Even if you just walked across the stage, shook the dean's hand, picked up your diploma, and your undergrad degree is already framed and stationed up on your bedroom wall, you should seriously contemplate staying in college. Graduate school is calling your name: listen to it. Here are five reasons you should go to grad school even though you can't even fathom the thought of taking another final exam.
1. The economy sucks
The job market is slim pickins out there. Undergraduate degrees mean nothing anymore. Seriously, I hate to break it to you, but it's about as useless as having a high school diploma. When you go to a job interview (if you're lucky enough to land one nowadays), you can brag all you want about your degree. Your employer will give you a look that says, “…and?” Because now, everyone has a bachelor's degree. Everyone. You are no longer set apart from the rest of the pack by going to college. You are part of the majority. And the majority doesn't get good jobs. The small amount of people who go to grad school are the ones who get jobs. Do you want a job? Go to grad school.
2. It's so easy
If you wait too long, you won't have the motivation to go back to school. You think you are lazy now? Wait until you turn 40 and you decide you want to go back to school. It just won't happen. Do it while you're young and you still know how the education system works. Think about it: you know how to study, you know how to pull all-nighters, you know how to write a decent paper, and you know how to schmooze your teachers. Take advantage of the fact that you just went to college. Graduate school will be a cake walk. If you're worried about busy work, don't. Graduate school is about picking a major and solely focusing on that subject. Say goodbye to worksheets and unnecessary homework. Say hello to learning more about a subject you are passionate about.

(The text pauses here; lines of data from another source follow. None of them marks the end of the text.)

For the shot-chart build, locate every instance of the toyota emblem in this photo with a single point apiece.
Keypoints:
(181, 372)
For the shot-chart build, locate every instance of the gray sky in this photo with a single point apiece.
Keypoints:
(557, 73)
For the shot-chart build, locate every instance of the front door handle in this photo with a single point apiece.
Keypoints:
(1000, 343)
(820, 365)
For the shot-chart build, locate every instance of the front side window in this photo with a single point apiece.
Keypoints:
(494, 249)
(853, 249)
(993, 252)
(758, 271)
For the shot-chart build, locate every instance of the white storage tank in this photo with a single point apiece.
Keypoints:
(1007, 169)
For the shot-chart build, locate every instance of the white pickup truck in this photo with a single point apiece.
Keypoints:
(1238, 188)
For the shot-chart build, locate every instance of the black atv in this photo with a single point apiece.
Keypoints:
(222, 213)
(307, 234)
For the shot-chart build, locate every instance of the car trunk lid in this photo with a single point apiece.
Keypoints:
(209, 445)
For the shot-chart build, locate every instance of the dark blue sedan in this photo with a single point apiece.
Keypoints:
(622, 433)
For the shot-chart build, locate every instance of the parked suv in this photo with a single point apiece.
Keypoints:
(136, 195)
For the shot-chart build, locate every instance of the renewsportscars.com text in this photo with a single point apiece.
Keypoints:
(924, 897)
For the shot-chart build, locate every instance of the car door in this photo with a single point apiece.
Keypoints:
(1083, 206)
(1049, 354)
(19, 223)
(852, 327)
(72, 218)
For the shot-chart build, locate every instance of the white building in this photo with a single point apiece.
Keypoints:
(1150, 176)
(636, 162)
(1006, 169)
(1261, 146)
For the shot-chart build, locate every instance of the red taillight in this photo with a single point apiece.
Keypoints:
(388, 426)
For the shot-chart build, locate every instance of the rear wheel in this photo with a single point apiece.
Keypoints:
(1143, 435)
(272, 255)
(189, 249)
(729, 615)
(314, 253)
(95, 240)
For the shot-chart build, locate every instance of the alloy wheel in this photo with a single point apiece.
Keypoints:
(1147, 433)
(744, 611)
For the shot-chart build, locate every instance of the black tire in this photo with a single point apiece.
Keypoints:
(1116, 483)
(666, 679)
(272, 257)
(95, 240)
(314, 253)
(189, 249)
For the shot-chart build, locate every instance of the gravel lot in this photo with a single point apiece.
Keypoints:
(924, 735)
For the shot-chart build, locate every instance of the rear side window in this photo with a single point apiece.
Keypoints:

3. You can live off of your parents a little longer
Chances are your parents are going to be far more likely to help you out if you go to grad school immediately following college than if you wait ten or fifteen years. If your parents are like mine, they retired as soon as you got your bachelor's degree. Take advantage of them offering to pay your rent every now and then or buy your groceries when they come to visit you. That will stop happening if you choose the real world over graduate school.
4. You still get all the undergraduate benefits
Dollar pint nights. Free beer on ladies' night. Student discounts at the IT store. Student discounts at all of the restaurants in town. Understanding part-time employers. Free pizza at any event. Student pricing on football tickets. And it's still socially acceptable for you to attend a party. Try to do that after you graduate college and get out in the real world. Watch how many judgmental stares you will receive.
5. You are not the exception
People keep graduating college with this notion that they are the exception to the rule. The rule is that an undergraduate degree really doesn't matter. No one is the exception. Think about it this way: you will always regret it if you never take the chance to finish up two more years of school. But if you do decide to go, you will come out with a job that pays you so much, it will be worth the 18 years of schooling it took to get you there.